Figure 5. Gadd45b is necessary for N-methyl-D-aspartate induction of Bdnf expression

(A) Neurons were transfected with a scrambled nontargeting siRNA (siScr) or a Gadd45b specific siRNA (siGadd45b) at the sixth day in vitro, then treated with NMDA 45 μM for 2 h on day in vitro 8. Results and significance levels are expressed as fold change in NMDA treated cells relative to no NMDA control condition (dotted line). NMDA induces the expression of Bdnf IV and Bdnf IXa in cells transfected with siScr compared with control condition. siGadd45b transfection does not affect NMDA-induced increase in Bdnf IV, but does prevent the induction of Bdnf IXa mRNA expression relative to no NMDA control. (B) Similarly, NMDA induces Bdnf protein expression based on western blot in siScr transfected cells, but fails to in siGadd45b transfected cells. (C) NMDA induces a reduction in Tet1 mRNA expression in siScr neurons relative to control, but siGadd45b transfected cells showed no decrease in expression. Error bars represent standard error of mean. **p < 0.01, ***p < 0.001. NMDA: N-methyl-D-aspartate; NS: Non significant.

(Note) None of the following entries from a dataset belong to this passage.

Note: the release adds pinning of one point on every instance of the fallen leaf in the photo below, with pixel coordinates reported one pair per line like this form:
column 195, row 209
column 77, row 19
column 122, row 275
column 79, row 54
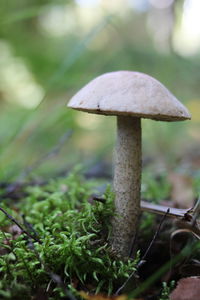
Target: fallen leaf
column 187, row 289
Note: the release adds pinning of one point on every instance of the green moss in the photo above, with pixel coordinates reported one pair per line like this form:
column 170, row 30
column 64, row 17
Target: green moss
column 73, row 230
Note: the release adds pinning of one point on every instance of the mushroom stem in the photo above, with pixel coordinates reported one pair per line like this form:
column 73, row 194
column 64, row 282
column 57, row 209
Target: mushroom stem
column 127, row 183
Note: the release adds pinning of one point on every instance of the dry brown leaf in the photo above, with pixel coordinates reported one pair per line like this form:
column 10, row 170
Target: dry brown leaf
column 103, row 297
column 187, row 289
column 182, row 193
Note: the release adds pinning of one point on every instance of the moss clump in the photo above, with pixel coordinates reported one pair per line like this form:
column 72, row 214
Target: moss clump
column 73, row 251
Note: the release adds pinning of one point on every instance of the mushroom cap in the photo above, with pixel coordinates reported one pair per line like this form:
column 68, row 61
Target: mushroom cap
column 129, row 93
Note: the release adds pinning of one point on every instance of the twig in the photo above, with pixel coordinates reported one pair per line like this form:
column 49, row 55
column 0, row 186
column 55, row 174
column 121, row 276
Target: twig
column 22, row 229
column 160, row 209
column 155, row 235
column 142, row 261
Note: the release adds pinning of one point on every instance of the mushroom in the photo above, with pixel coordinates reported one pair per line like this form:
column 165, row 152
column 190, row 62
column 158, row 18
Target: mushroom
column 130, row 96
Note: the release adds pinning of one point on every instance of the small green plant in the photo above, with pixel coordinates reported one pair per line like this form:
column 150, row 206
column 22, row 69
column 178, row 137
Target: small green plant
column 166, row 290
column 72, row 231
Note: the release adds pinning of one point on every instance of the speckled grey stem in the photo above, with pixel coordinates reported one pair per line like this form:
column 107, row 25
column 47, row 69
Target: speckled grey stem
column 127, row 183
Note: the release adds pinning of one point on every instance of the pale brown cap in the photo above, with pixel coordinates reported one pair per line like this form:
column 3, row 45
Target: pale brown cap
column 129, row 93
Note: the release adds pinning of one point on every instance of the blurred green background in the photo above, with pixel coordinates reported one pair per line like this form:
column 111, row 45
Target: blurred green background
column 50, row 49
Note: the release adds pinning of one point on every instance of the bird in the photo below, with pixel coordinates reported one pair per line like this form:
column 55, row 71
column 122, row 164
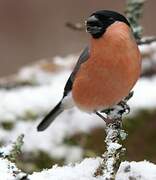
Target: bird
column 106, row 70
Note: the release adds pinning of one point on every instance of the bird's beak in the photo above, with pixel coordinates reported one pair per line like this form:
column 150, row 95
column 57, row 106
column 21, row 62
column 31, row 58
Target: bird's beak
column 93, row 25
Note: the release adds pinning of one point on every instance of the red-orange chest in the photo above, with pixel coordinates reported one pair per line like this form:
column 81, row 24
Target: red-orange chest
column 108, row 75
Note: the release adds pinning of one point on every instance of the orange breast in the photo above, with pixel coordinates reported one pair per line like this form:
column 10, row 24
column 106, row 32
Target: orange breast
column 111, row 71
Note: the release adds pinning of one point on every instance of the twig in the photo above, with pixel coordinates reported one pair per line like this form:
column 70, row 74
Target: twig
column 114, row 136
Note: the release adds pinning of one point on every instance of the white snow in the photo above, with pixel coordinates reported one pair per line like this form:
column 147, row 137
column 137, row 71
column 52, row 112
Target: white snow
column 16, row 105
column 81, row 171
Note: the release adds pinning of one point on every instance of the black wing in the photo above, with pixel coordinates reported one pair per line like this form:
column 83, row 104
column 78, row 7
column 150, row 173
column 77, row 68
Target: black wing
column 83, row 57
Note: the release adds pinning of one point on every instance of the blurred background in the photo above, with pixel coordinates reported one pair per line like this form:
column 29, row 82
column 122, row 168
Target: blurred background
column 34, row 29
column 31, row 30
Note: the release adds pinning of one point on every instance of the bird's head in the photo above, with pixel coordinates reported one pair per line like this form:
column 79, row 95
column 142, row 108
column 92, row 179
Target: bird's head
column 99, row 21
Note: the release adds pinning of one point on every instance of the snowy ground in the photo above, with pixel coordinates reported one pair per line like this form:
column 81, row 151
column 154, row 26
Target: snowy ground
column 81, row 171
column 26, row 106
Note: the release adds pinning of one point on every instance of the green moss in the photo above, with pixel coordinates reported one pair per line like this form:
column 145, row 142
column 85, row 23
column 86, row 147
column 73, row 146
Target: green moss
column 7, row 125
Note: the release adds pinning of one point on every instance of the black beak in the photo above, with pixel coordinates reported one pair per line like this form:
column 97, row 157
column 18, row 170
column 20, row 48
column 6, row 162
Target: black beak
column 93, row 25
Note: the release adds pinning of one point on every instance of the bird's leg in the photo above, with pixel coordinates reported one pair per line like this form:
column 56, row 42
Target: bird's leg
column 114, row 137
column 100, row 115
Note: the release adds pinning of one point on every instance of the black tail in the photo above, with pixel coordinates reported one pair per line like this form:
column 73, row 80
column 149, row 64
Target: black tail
column 50, row 117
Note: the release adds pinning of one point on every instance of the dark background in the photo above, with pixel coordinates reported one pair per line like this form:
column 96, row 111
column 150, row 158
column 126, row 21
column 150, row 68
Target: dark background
column 34, row 29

Figure 6. Gadd45b is necessary for N-methyl-D-aspartate induced demethylation of Bdnf

(A) Neurons were transfected with a scrambled nontargeting siRNA (siScr) or a Gadd45b-specific siRNA (siGadd45b) at day 6 in vitro (DIV), then treated with NMDA 45 μM for 2 h on day 8 in vitro. Results and significance levels are expressed as fold change in NMDA treated cells relative to no NMDA control condition (dotted line). In siScr transfected cells, NMDA treatment significantly reduces Bdnf IXa promoter 5MC, but does not alter 5MC at the Bdnf IV promoter. siGadd45b eliminates the NMDA-induced reduction in 5MC at the Bdnf IXa promoter. (B) In siScr transfected cells, NMDA treatment significantly reduces Bdnf IV and IXa promoter 5HMC. siGadd45b does not merely prevent the reduction in 5HMC, but in fact causes increases in 5HMC at Bdnf IV and IXa promoters. Error bars represent SEMs. *p < 0.05, **p < 0.01. 5HMC: 5-hydroxymethylcytosine; 5MC: 5-methylcytosine; NMDA: N-methyl-D-aspartate.